Of course, all that comes from feeling your future is in your hands and you have to ensure that it goes right. From feeling that you have to make circumstances go the way you think they need to go for you to achieve either your purposes or the purposes of God. The truth is it’s not so. Christ himself is within us. He has it all organized and all planned. Especially the things that seem to be worst in the eyes of the world are usually God’s riches blessings to us.
They’re usually God’s richest blessings — the things that seem worst in the world’s eyes. The crucifixion seemed the worst thing. It was the key to everything. It’s so with most of the things that happened in our lives. The things that we think are bad: the poverty, the ill health, the difficulties, the failures — are usually the best. They’re God’s dearest gifts, because Christ himself at that moment is triumphing over the failures of the world — because those things are only outward failures.
“Are you ever conscious of formality and deadness; lack of concern for lost souls; dryness and indifference; lack of power with God? Selfishness; love of ease; love of money?” Well, Christ has no formality and deadness in him. When you fall into Christ and are totally submerged in him, his life rises within you and brings about life. Let us pray.

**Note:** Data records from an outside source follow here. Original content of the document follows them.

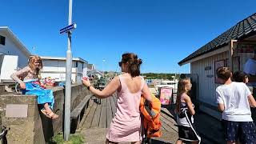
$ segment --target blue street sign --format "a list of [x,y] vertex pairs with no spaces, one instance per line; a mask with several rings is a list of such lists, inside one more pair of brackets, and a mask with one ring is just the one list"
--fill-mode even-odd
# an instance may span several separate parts
[[63,29],[61,29],[59,30],[59,34],[66,33],[66,32],[70,31],[71,30],[75,29],[75,28],[77,28],[77,24],[73,23],[71,25],[69,25],[69,26],[64,27]]

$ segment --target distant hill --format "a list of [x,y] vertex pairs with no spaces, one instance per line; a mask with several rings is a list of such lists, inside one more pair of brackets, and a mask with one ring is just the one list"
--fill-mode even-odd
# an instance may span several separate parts
[[[169,79],[173,80],[175,74],[165,74],[165,73],[145,73],[141,75],[146,76],[146,79]],[[179,78],[179,74],[176,74],[176,78]]]

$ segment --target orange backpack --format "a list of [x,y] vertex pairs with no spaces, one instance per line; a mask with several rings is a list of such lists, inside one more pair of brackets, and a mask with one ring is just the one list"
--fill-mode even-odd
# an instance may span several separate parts
[[[152,102],[148,102],[142,95],[140,102],[140,111],[142,114],[143,128],[146,131],[146,136],[160,137],[162,133],[160,127],[162,123],[160,122],[161,102],[153,94],[151,94]],[[151,107],[151,109],[150,109]]]

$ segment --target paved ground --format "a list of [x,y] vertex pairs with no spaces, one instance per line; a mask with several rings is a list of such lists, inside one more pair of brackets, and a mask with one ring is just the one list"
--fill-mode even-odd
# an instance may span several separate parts
[[[81,134],[85,136],[86,143],[105,143],[107,128],[116,111],[116,96],[98,101],[91,99],[82,120]],[[154,138],[152,143],[175,143],[178,139],[178,127],[174,114],[174,106],[163,106],[161,111],[161,138]],[[198,113],[195,116],[198,131],[202,136],[202,143],[225,143],[222,132],[221,122],[214,118]]]

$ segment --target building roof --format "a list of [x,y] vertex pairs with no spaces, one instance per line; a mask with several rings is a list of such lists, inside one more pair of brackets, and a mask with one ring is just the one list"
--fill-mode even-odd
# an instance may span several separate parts
[[186,58],[182,59],[178,62],[178,65],[182,66],[184,64],[184,62],[190,59],[217,50],[218,48],[221,48],[225,45],[228,45],[231,39],[238,40],[255,34],[255,31],[256,13],[243,19],[242,21],[240,21],[235,26],[232,26],[205,46],[202,46],[198,50],[192,53]]
[[[50,57],[50,56],[40,56],[42,59],[48,59],[48,60],[62,60],[62,61],[66,61],[65,57]],[[87,61],[81,58],[73,58],[73,61],[79,61],[83,63],[88,63]]]
[[10,38],[12,38],[15,42],[17,42],[21,50],[27,55],[31,55],[31,53],[28,50],[26,46],[18,38],[18,37],[9,29],[8,26],[0,26],[0,31],[6,32]]

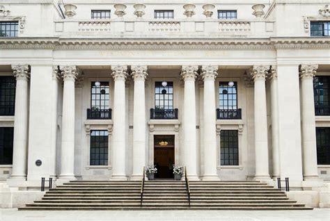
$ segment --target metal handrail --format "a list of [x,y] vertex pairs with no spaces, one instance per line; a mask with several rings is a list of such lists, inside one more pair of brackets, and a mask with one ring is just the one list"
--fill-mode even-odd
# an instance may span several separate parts
[[188,177],[187,177],[187,167],[184,167],[184,179],[186,181],[186,188],[187,193],[188,194],[188,202],[189,204],[190,207],[190,187],[189,187],[189,181],[188,180]]
[[143,167],[143,172],[142,172],[143,174],[143,177],[142,177],[142,181],[141,183],[141,206],[142,206],[142,198],[143,197],[143,189],[144,189],[144,181],[145,181],[145,177],[146,177],[146,167]]

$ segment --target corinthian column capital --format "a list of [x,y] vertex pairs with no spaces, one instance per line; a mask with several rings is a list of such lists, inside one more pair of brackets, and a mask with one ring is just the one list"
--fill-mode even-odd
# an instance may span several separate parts
[[254,81],[257,80],[265,81],[266,79],[267,75],[268,74],[268,70],[269,69],[269,66],[265,65],[254,65],[251,75]]
[[30,75],[29,65],[11,65],[13,73],[16,80],[28,80]]
[[197,77],[197,70],[198,66],[197,65],[182,65],[181,69],[181,76],[184,81],[194,80]]
[[60,71],[63,81],[74,81],[78,76],[78,70],[75,65],[60,66]]
[[126,80],[127,76],[127,65],[116,65],[111,67],[112,76],[115,81]]
[[215,80],[218,73],[218,65],[203,65],[202,67],[202,78],[204,81],[210,79]]
[[136,80],[142,80],[145,81],[147,78],[148,73],[147,69],[148,67],[146,65],[136,65],[132,66],[132,76],[134,81]]
[[299,66],[299,75],[301,79],[313,79],[315,76],[317,65],[301,65]]

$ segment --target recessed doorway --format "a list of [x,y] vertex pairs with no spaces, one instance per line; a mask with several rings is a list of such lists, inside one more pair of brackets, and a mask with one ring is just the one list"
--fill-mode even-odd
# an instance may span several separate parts
[[157,169],[156,179],[174,178],[174,135],[155,135],[154,163]]

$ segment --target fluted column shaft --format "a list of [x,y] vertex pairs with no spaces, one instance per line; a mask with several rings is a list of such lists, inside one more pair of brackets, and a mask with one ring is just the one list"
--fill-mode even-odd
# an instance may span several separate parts
[[195,79],[198,66],[182,66],[181,76],[184,81],[183,114],[184,161],[187,177],[191,180],[197,177],[197,146],[196,134]]
[[304,179],[318,179],[316,152],[315,113],[313,79],[317,65],[301,65],[301,127]]
[[277,71],[272,67],[269,72],[272,108],[272,146],[273,154],[273,178],[280,177],[280,150],[278,145],[278,98]]
[[144,83],[147,66],[132,66],[134,80],[133,112],[133,174],[131,180],[141,180],[146,164],[146,95]]
[[63,79],[62,111],[62,145],[59,179],[74,179],[74,81],[78,75],[76,66],[60,67]]
[[127,66],[114,66],[113,129],[112,133],[111,179],[126,180],[126,109],[125,81]]
[[218,180],[214,80],[218,66],[203,66],[204,81],[204,174],[203,180]]
[[28,65],[13,65],[16,77],[13,172],[10,179],[26,179],[28,126]]
[[269,66],[253,66],[256,179],[269,179],[266,74]]

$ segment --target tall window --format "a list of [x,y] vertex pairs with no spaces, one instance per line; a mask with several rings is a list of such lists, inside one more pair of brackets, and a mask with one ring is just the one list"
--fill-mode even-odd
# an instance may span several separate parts
[[237,10],[218,10],[218,19],[235,19],[237,18]]
[[220,162],[221,165],[238,165],[237,131],[220,132]]
[[317,164],[330,165],[330,127],[316,128]]
[[13,127],[0,127],[0,165],[13,164]]
[[110,10],[92,10],[92,19],[109,19]]
[[220,110],[236,110],[237,108],[237,83],[229,86],[228,82],[220,82],[219,87]]
[[0,22],[0,37],[17,37],[18,22]]
[[13,76],[0,76],[0,115],[14,115],[15,90]]
[[155,10],[154,13],[155,19],[173,19],[174,10]]
[[311,22],[311,36],[330,36],[330,22]]
[[108,131],[91,131],[91,165],[108,165]]
[[315,115],[330,115],[330,76],[315,76],[313,83]]
[[156,110],[173,110],[173,83],[167,82],[164,87],[162,82],[155,82],[155,108]]

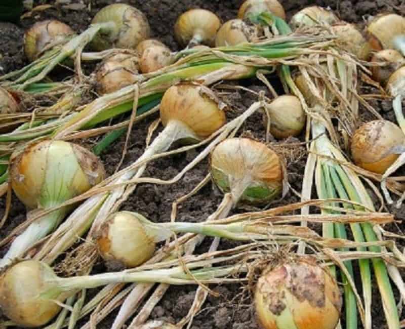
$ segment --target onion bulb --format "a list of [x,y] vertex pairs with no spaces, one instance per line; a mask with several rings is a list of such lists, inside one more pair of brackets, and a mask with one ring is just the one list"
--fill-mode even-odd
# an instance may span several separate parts
[[342,303],[336,281],[310,259],[265,270],[255,293],[263,329],[335,329]]
[[174,35],[182,47],[203,44],[214,45],[221,21],[214,13],[205,9],[190,9],[182,14],[174,26]]
[[249,42],[254,36],[254,29],[241,19],[231,19],[218,30],[215,37],[215,47],[235,46]]
[[[105,176],[103,164],[94,154],[63,141],[31,144],[22,152],[15,151],[10,159],[13,190],[31,209],[59,205],[88,190]],[[59,208],[31,223],[14,239],[0,260],[0,268],[21,257],[34,243],[52,232],[71,207]]]
[[143,73],[161,69],[171,64],[173,60],[170,49],[157,40],[144,40],[136,50],[139,54],[139,69]]
[[[270,132],[276,138],[296,136],[305,124],[305,113],[296,96],[279,96],[267,107],[270,116]],[[267,126],[267,115],[264,116]]]
[[377,16],[367,27],[369,43],[373,50],[395,49],[397,36],[405,34],[405,18],[396,14]]
[[280,158],[262,143],[249,138],[229,138],[218,144],[210,159],[213,180],[223,193],[230,191],[234,200],[265,204],[281,194],[283,170]]
[[400,53],[396,50],[384,49],[374,54],[371,62],[387,63],[383,66],[372,66],[371,69],[373,78],[385,86],[391,75],[403,65],[405,59]]
[[138,56],[119,53],[106,58],[96,73],[97,92],[103,95],[133,85],[138,79]]
[[333,25],[332,30],[337,36],[338,43],[343,49],[360,59],[368,59],[370,45],[354,25],[344,22]]
[[47,47],[66,40],[74,34],[66,24],[56,20],[36,23],[24,35],[24,52],[30,62],[36,59]]
[[135,267],[149,260],[155,243],[140,222],[141,215],[120,212],[111,215],[96,234],[99,253],[107,262]]
[[165,93],[160,103],[160,119],[165,127],[182,125],[197,140],[206,138],[225,122],[225,113],[211,89],[204,86],[180,84]]
[[143,13],[125,4],[110,5],[99,11],[92,24],[101,23],[110,23],[111,27],[100,31],[92,41],[92,48],[97,51],[110,48],[135,49],[150,33]]
[[253,18],[254,21],[257,16],[265,12],[270,12],[286,20],[286,12],[277,0],[246,0],[239,8],[237,18],[243,20]]
[[405,135],[399,127],[386,120],[375,120],[354,133],[351,154],[357,166],[384,174],[403,151],[404,146]]
[[332,25],[339,21],[339,18],[332,11],[313,6],[301,9],[294,15],[290,21],[290,25],[295,29],[301,26]]
[[45,282],[54,276],[50,267],[36,261],[13,265],[0,277],[0,306],[4,314],[24,327],[39,326],[49,322],[60,306],[39,296]]

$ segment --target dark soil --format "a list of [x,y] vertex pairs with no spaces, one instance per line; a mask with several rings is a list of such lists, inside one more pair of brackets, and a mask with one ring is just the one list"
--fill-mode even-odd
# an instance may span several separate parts
[[[54,2],[35,2],[35,4]],[[84,30],[88,26],[95,13],[106,5],[114,3],[112,0],[93,0],[91,12],[85,10],[78,11],[65,10],[61,8],[51,8],[44,11],[34,13],[32,17],[24,19],[19,26],[9,23],[0,23],[0,74],[21,67],[26,62],[22,52],[23,32],[25,29],[35,22],[46,19],[55,18],[70,25],[77,32]],[[147,16],[152,30],[152,36],[159,39],[173,50],[179,49],[173,37],[173,27],[176,18],[182,12],[193,8],[209,9],[218,15],[223,21],[234,18],[242,0],[132,0],[125,2],[132,5],[143,11]],[[358,24],[363,24],[364,20],[369,15],[374,15],[382,12],[400,12],[400,0],[376,0],[375,1],[349,1],[340,0],[281,1],[289,17],[298,10],[309,5],[317,5],[329,6],[342,19]],[[265,90],[257,80],[249,80],[241,83],[252,89]],[[233,117],[236,113],[247,108],[255,98],[248,93],[235,93],[228,97],[233,105],[233,111],[228,113]],[[386,106],[378,104],[378,109],[385,113]],[[392,116],[392,112],[387,112],[387,118]],[[145,140],[149,125],[156,118],[155,116],[136,125],[132,131],[129,148],[125,158],[124,166],[136,160],[145,148]],[[391,120],[392,117],[389,117]],[[243,127],[245,132],[249,131],[254,137],[263,139],[265,129],[262,118],[256,115],[250,118]],[[155,135],[156,134],[155,134]],[[300,139],[303,140],[302,137]],[[97,140],[86,141],[89,146]],[[83,143],[83,141],[82,142]],[[112,145],[101,156],[108,174],[112,174],[119,162],[123,149],[125,138]],[[146,175],[163,179],[173,178],[197,154],[198,150],[190,151],[184,154],[171,156],[154,161],[148,166]],[[292,157],[289,164],[289,179],[293,188],[300,191],[306,158]],[[153,186],[148,184],[138,187],[136,192],[129,198],[122,209],[135,211],[146,216],[153,221],[168,221],[170,219],[172,203],[180,196],[187,193],[200,182],[208,173],[207,160],[200,163],[188,172],[179,183],[172,185]],[[201,221],[212,213],[221,201],[222,194],[210,183],[204,187],[195,196],[182,203],[179,208],[177,220],[180,221]],[[290,191],[285,199],[278,204],[291,203],[299,200],[299,198]],[[1,201],[4,209],[4,200]],[[397,216],[405,218],[405,211],[400,210]],[[0,214],[0,215],[2,215]],[[0,237],[6,236],[8,232],[25,218],[25,210],[17,198],[13,196],[13,205],[10,219],[0,232]],[[398,232],[399,228],[393,226],[390,229]],[[206,251],[210,244],[207,239],[199,248],[198,252]],[[234,245],[232,243],[222,241],[221,249]],[[0,256],[5,250],[0,250]],[[105,271],[102,264],[97,267],[97,271]],[[358,273],[356,271],[356,273]],[[195,318],[192,329],[256,329],[258,324],[255,320],[254,311],[251,306],[251,300],[242,302],[235,297],[240,293],[241,287],[237,285],[213,287],[220,293],[220,297],[210,296],[204,305],[204,310]],[[373,309],[373,328],[385,327],[382,306],[377,289],[374,290]],[[192,303],[195,291],[195,286],[171,286],[153,310],[151,318],[165,319],[176,323],[185,316]],[[113,312],[98,326],[107,329],[110,327],[116,314]],[[86,319],[87,320],[87,319]],[[314,328],[313,329],[315,329]]]

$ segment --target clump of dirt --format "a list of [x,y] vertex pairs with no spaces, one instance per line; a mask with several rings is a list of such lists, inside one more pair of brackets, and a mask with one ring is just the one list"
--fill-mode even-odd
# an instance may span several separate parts
[[[55,2],[42,1],[41,3]],[[11,23],[0,23],[0,74],[21,67],[26,64],[26,60],[22,52],[23,33],[27,27],[34,22],[45,19],[56,19],[68,24],[77,32],[83,31],[88,26],[95,13],[104,6],[114,3],[112,0],[93,0],[92,9],[89,12],[84,10],[79,11],[63,9],[56,7],[44,11],[34,13],[32,17],[23,20],[19,25]],[[151,37],[164,43],[173,51],[178,50],[179,46],[175,41],[173,27],[177,17],[182,13],[194,8],[205,8],[215,13],[225,22],[236,17],[237,10],[242,3],[242,0],[129,0],[124,1],[143,11],[149,20],[151,29]],[[330,7],[342,19],[351,23],[362,25],[365,19],[370,15],[379,12],[395,12],[401,13],[400,0],[376,0],[376,1],[344,0],[285,0],[281,1],[289,18],[300,9],[308,6],[317,5]],[[272,83],[275,82],[271,81]],[[239,82],[238,83],[239,83]],[[240,84],[255,91],[264,91],[267,96],[270,94],[266,88],[255,79],[240,81]],[[277,88],[280,89],[280,86]],[[232,111],[227,113],[229,118],[235,117],[246,109],[257,97],[240,91],[233,91],[227,95],[229,102],[232,105]],[[389,105],[378,103],[379,111],[384,113],[384,116],[394,121],[393,112]],[[153,115],[147,119],[134,126],[129,144],[128,152],[122,168],[136,160],[145,149],[145,140],[149,125],[155,119],[157,115]],[[243,131],[249,131],[254,137],[263,140],[265,128],[262,124],[262,115],[257,114],[245,123]],[[155,136],[157,133],[155,134]],[[84,143],[91,146],[97,139],[86,140]],[[124,148],[125,138],[122,137],[114,143],[101,157],[109,174],[112,174],[119,161]],[[298,141],[304,140],[303,135],[299,136]],[[296,142],[297,140],[289,142]],[[83,141],[82,142],[83,142]],[[192,150],[186,153],[175,155],[167,158],[158,159],[150,163],[145,176],[168,180],[173,178],[185,166],[193,159],[200,149]],[[302,187],[304,168],[306,156],[288,164],[289,180],[294,190],[300,192]],[[199,163],[192,170],[187,173],[177,183],[169,185],[152,185],[142,184],[138,186],[135,192],[123,204],[122,209],[138,212],[155,222],[167,222],[170,220],[171,205],[179,197],[190,192],[209,173],[209,164],[207,159]],[[198,193],[179,205],[177,220],[179,221],[201,222],[216,210],[220,202],[222,194],[211,183],[203,187]],[[277,201],[273,206],[297,202],[299,197],[290,191],[285,198]],[[3,198],[0,200],[0,218],[3,216],[5,208]],[[398,211],[397,215],[405,217],[404,212]],[[236,210],[235,212],[242,211]],[[0,232],[0,238],[6,236],[10,231],[25,219],[26,211],[23,205],[14,196],[9,220]],[[314,226],[319,229],[320,226]],[[394,231],[397,230],[393,229]],[[211,244],[211,239],[207,238],[199,246],[196,252],[207,251]],[[226,249],[236,245],[236,242],[223,240],[220,249]],[[6,249],[0,249],[0,256],[6,252]],[[356,272],[358,269],[355,267]],[[94,272],[106,270],[104,264],[100,263],[94,269]],[[257,329],[258,327],[252,301],[244,299],[235,301],[235,296],[241,293],[241,287],[237,284],[211,287],[219,293],[219,298],[209,296],[204,305],[204,309],[194,318],[191,329]],[[153,319],[164,319],[171,323],[176,323],[185,316],[193,300],[196,287],[194,286],[171,286],[165,297],[155,308],[151,314]],[[375,283],[373,289],[373,328],[384,327],[385,320],[381,312],[382,307]],[[89,296],[94,296],[95,290],[90,292]],[[97,327],[108,328],[116,315],[114,311],[104,319]],[[85,321],[87,321],[87,318]],[[83,322],[82,322],[83,323]]]

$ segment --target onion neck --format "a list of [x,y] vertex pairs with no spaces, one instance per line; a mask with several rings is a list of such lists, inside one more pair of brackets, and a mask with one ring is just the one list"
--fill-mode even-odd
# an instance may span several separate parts
[[64,218],[67,210],[65,207],[56,210],[31,223],[13,241],[7,253],[0,260],[0,268],[11,264],[16,258],[23,257],[30,247],[52,232]]

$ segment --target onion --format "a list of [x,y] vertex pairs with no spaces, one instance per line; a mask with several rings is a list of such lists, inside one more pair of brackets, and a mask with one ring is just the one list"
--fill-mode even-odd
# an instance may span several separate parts
[[[0,306],[3,312],[20,326],[45,324],[59,311],[54,301],[41,299],[47,279],[55,276],[52,269],[35,261],[21,262],[0,277]],[[62,299],[58,299],[63,301]]]
[[213,180],[234,200],[253,204],[268,203],[281,194],[283,171],[279,156],[265,144],[249,138],[220,143],[211,156]]
[[[13,95],[0,87],[0,114],[10,114],[19,111],[19,106]],[[0,124],[0,133],[7,133],[15,128],[12,119],[3,119]]]
[[405,150],[405,135],[396,125],[375,120],[354,133],[351,154],[354,163],[371,172],[384,174]]
[[339,287],[328,270],[309,259],[268,269],[255,293],[263,329],[335,329],[342,303]]
[[66,24],[56,20],[38,22],[24,35],[24,52],[30,62],[42,55],[47,48],[66,41],[74,34]]
[[223,24],[215,37],[215,47],[235,46],[250,42],[254,36],[254,29],[241,19],[231,19]]
[[100,31],[92,41],[92,47],[98,51],[114,48],[135,49],[150,33],[143,13],[124,4],[110,5],[99,11],[92,24],[101,23],[111,23],[111,27]]
[[339,22],[339,18],[332,11],[313,6],[301,9],[294,15],[290,21],[290,25],[293,29],[297,29],[300,26],[332,25]]
[[384,66],[372,67],[373,78],[385,86],[391,75],[403,65],[405,62],[401,54],[393,49],[384,49],[376,53],[371,59],[371,62],[386,63]]
[[143,216],[136,213],[120,212],[102,225],[95,238],[99,253],[107,264],[135,267],[152,257],[156,244],[139,222],[140,217]]
[[119,90],[138,80],[138,57],[121,53],[106,58],[96,73],[96,89],[101,95]]
[[[25,205],[47,209],[98,184],[105,172],[102,163],[86,149],[63,141],[44,141],[12,155],[10,176],[14,193]],[[13,240],[0,268],[53,231],[71,208],[62,207],[32,222]]]
[[172,63],[172,52],[164,44],[157,40],[144,40],[138,45],[139,68],[142,73],[156,71]]
[[174,34],[183,47],[199,44],[213,46],[220,26],[221,21],[213,13],[205,9],[191,9],[177,19]]
[[372,49],[393,49],[396,38],[405,34],[405,18],[396,14],[378,16],[367,27],[367,34]]
[[[270,132],[276,138],[296,136],[305,124],[305,113],[298,98],[282,95],[276,98],[267,109],[270,116]],[[267,126],[267,115],[264,116]]]
[[338,42],[342,48],[360,59],[368,59],[370,45],[354,25],[343,22],[333,25],[332,30],[337,35]]
[[237,18],[251,18],[254,21],[260,14],[267,11],[286,20],[286,12],[277,0],[246,0],[239,8]]

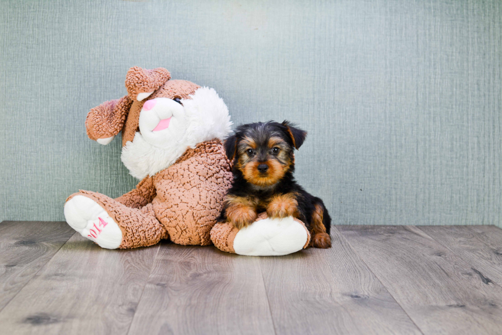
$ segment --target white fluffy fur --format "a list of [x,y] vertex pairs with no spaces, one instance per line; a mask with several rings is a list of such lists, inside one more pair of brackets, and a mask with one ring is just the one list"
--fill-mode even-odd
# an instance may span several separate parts
[[138,179],[153,175],[176,162],[188,147],[213,139],[223,140],[230,133],[228,108],[214,89],[201,87],[190,97],[181,101],[187,126],[177,143],[160,148],[149,143],[138,132],[122,148],[121,159],[132,175]]

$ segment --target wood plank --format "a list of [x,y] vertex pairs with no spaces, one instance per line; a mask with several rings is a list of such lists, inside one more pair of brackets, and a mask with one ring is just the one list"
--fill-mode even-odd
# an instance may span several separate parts
[[0,223],[0,311],[74,233],[66,222]]
[[2,331],[126,333],[158,248],[110,250],[73,235],[0,312]]
[[425,334],[502,332],[502,288],[420,229],[338,228]]
[[417,227],[502,286],[502,229],[495,226]]
[[162,244],[129,333],[274,333],[259,260]]
[[332,229],[330,249],[260,260],[276,333],[421,333]]

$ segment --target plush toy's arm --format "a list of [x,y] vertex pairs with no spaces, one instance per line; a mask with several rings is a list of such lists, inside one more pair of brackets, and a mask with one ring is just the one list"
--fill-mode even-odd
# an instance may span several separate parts
[[115,200],[132,208],[141,208],[152,202],[157,195],[153,178],[149,175],[139,182],[136,188]]

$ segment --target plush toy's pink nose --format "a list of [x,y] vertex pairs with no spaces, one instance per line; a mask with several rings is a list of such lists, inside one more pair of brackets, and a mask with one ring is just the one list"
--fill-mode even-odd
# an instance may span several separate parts
[[156,104],[157,104],[157,102],[155,101],[155,99],[149,100],[143,105],[143,109],[145,110],[150,110],[154,108]]

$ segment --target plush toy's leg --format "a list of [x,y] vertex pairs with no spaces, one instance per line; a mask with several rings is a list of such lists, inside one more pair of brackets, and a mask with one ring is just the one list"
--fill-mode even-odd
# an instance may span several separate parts
[[272,219],[262,213],[240,230],[227,223],[211,229],[211,241],[223,251],[248,256],[280,256],[307,247],[310,235],[305,224],[292,216]]
[[107,249],[144,247],[168,237],[151,204],[131,208],[94,192],[71,195],[65,205],[65,216],[82,236]]

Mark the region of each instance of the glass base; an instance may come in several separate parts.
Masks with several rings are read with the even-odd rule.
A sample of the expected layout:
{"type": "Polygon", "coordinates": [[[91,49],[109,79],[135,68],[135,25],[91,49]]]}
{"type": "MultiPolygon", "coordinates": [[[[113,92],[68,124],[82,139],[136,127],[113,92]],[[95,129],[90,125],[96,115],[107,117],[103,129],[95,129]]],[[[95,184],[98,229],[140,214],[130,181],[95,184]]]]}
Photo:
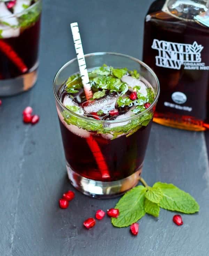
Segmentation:
{"type": "Polygon", "coordinates": [[[38,63],[35,64],[27,74],[10,79],[0,80],[0,96],[11,96],[28,91],[37,80],[38,63]]]}
{"type": "Polygon", "coordinates": [[[98,198],[119,196],[135,187],[139,182],[142,165],[134,173],[125,179],[114,181],[99,181],[82,176],[72,170],[67,163],[68,178],[72,186],[84,195],[98,198]]]}

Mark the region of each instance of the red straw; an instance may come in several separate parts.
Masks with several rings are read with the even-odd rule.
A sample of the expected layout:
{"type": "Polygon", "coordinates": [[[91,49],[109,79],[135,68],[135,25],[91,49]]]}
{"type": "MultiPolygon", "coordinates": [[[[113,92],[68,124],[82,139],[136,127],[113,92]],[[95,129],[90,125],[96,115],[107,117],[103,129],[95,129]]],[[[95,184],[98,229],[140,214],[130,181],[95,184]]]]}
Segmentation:
{"type": "Polygon", "coordinates": [[[1,50],[18,68],[22,73],[25,73],[28,68],[11,46],[2,40],[0,40],[1,50]]]}
{"type": "Polygon", "coordinates": [[[108,167],[97,142],[92,136],[86,138],[86,141],[94,157],[102,179],[110,178],[108,167]]]}

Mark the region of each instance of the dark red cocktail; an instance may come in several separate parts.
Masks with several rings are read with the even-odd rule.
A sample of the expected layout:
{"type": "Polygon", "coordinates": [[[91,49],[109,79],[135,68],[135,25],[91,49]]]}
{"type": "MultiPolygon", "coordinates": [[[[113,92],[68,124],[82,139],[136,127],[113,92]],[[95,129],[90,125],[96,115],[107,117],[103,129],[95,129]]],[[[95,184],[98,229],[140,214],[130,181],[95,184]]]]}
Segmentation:
{"type": "Polygon", "coordinates": [[[159,92],[157,79],[145,64],[106,54],[86,57],[90,100],[79,74],[66,77],[67,69],[73,72],[75,60],[61,69],[54,84],[69,179],[84,194],[99,197],[119,195],[137,183],[159,92]],[[99,57],[107,65],[91,68],[99,57]]]}
{"type": "Polygon", "coordinates": [[[26,90],[37,78],[41,1],[28,1],[0,2],[0,95],[26,90]]]}

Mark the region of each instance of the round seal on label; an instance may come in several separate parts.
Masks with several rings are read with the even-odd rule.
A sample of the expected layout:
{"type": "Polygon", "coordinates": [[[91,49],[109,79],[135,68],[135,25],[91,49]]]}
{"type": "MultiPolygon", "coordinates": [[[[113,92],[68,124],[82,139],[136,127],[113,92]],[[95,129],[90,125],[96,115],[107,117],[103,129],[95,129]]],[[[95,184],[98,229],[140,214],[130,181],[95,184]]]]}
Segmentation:
{"type": "Polygon", "coordinates": [[[174,102],[178,104],[183,104],[187,99],[185,94],[180,92],[173,92],[171,95],[171,98],[174,102]]]}

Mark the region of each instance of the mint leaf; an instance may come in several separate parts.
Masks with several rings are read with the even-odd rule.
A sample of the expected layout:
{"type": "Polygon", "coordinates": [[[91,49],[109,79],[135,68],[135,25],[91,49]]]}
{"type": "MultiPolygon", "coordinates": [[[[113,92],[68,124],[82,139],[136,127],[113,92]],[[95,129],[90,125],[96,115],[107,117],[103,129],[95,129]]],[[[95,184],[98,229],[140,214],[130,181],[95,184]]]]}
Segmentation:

Blessed Lord Jesus, we know we have to do nothing here. You have done everything. You only look at us now and say, “My son, my daughter, I am here in you and you are completely enclosed by me. I have you in the center of my heart. I have all your life in my hands. Now enjoy me and rejoice with me, and let my attitude to all these things, and to the world itself, and especially to my dear Father in heaven — let my attitude be yours. Let my attitude fill your heart and your mind, every moment. Allow your thoughts to rise with mine as I rejoice in my Father and enjoy the life that he has given me in you. Oh Lord, we would. Amen.